General characteristics
- Class & type: Buckley-class destroyer escort
- Displacement: 1,400 long tons (1,422 t) light; 1,740 long tons (1,768 t) standard;
- Length: 306 ft (93 m)
- Beam: 37 ft (11 m)
- Draft: 9 ft 6 in (2.90 m) standard; 11 ft 3 in (3.43 m) full load;
- Propulsion: 2 × boilers; General Electric turbo-electric drive; 12,000 shp (8.9 MW); 2 × solid manganese-bronze 3,600 lb (1,600 kg) 3-bladed propellers, 8 ft 6 in (2.59 m) diameter, 7 ft 7 in (2.31 m) pitch; 2 × rudders; 359 tons fuel oil;
- Speed: 23 knots (43 km/h; 26 mph)
- Range: 3,700 nmi (6,900 km) at 15 kn (28 km/h; 17 mph); 6,000 nmi (11,000 km) at 12 kn (22 km/h; 14 mph);
- Complement: 15 officers, 198 men
- Armament: 3 × 3"/50 caliber guns; 1 × quad 1.1"/75 caliber gun; 8 × single 20 mm guns; 1 × triple 21 inch (533 mm) torpedo tubes; 1 × Hedgehog anti-submarine mortar; 8 × K-gun depth charge projectors; 2 × depth charge tracks;

= USS Liddle (DE-206) =

Buckley-class destroyer escort

USS Liddle (DE-206/APD-60), a of the United States Navy, in service from 1943 to 1946. She was recommissioned from 1950 to 1959 and from 1961 to 1967, before being sold for scrap.

==History==
Liddle was named in honor of Pharmacist's Mate Third Class William P. Liddle (1919-1942), who was killed in action, while serving with the 1st Marine Division, during the Battle of Guadalcanal on 19 August 1942. He was posthumously awarded the Silver Star.

Liddle was laid down by Charleston Navy Yard on 8 June 1943; launched on 9 August 1943; sponsored by Mrs. William Porter Liddle, mother of Pharmacist's Mate Third Class William Porter Liddle Jr.; and commissioned on 6 December 1943.

===1944-1946===
Between 11 February and 29 June 1944 Liddle escorted convoys on three round trips across the North Atlantic from New York City to Wales, Gibraltar, and Tunisia. Upon returning to New York she was converted to a Charles Lawrence class high speed transport and reclassified APD-60 on 5 July.

Departing New York on 22 September, she arrived Hollandia, New Guinea, on 4 November for duty with the 7th Fleet. She left New Guinea on 17 November to screen a supply convoy bound for Leyte Gulf, Philippine Islands, and arrived off the beaches on 24 November. On the same day she got underway to escort an LST formation to the Palaus, and returned to Leyte on 29 November.

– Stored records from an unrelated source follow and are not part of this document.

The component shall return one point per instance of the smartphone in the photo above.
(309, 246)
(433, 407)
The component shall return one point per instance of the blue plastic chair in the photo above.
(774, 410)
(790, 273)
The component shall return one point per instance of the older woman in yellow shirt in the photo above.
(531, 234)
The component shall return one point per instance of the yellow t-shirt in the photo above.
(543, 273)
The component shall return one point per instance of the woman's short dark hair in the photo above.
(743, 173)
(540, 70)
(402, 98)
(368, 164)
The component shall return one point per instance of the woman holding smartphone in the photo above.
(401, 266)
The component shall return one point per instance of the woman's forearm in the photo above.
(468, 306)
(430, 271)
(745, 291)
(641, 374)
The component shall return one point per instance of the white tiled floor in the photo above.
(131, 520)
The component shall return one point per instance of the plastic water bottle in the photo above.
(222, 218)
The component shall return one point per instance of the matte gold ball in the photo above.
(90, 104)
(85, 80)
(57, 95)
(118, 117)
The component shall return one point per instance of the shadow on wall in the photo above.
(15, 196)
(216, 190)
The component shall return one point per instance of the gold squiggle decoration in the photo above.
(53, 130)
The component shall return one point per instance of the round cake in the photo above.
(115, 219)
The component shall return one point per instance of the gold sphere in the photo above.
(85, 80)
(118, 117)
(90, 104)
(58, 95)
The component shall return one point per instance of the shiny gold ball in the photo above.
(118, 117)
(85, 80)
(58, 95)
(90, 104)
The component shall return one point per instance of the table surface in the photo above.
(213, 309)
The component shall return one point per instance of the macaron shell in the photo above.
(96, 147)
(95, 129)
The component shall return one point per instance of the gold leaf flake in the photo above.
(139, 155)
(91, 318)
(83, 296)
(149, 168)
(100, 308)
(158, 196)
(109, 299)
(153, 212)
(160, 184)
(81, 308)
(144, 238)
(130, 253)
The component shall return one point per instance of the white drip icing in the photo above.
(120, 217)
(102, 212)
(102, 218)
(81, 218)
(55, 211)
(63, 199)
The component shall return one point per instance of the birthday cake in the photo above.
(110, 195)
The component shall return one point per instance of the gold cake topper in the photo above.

Liddle embarked 141 troops on 6 December for a flanking operation in the Leyte Gulf area. After landing her troops at Ormoc without casualty on 7 December, Liddle came under attack from Japanese aircraft. Though splashing five attackers, she was hit on the bridge by a kamikaze and seriously damaged, necessitating her return to San Francisco on 16 January 1945 for repairs. While she was being refitted, a sign on her quarterdeck read: "This Ship Lost 38 Officers and Men. She is Anxious to Get Back Into Action."

By 22 February the ship was again underway to rejoin her division in liberating the Philippines. From 29 March to 5 June Liddle escorted convoys and trained for future landings. She then transported Australian troops to the Netherlands East Indies, and supported the landings at Brunei Bay on 10 June and Balikpapan on 1 July.

The ship next trained forces for the assault on the Japanese homeland, but the news of Japan's surrender ended this task. Liddle transported equipment to Korea through the mine-infested waters of the East China and Yellow Seas in September 1945, evacuated prisoners of war from Dairen, Manchuria, on 5 October, and became the Port Director Ship at Taku, China, on 25 October.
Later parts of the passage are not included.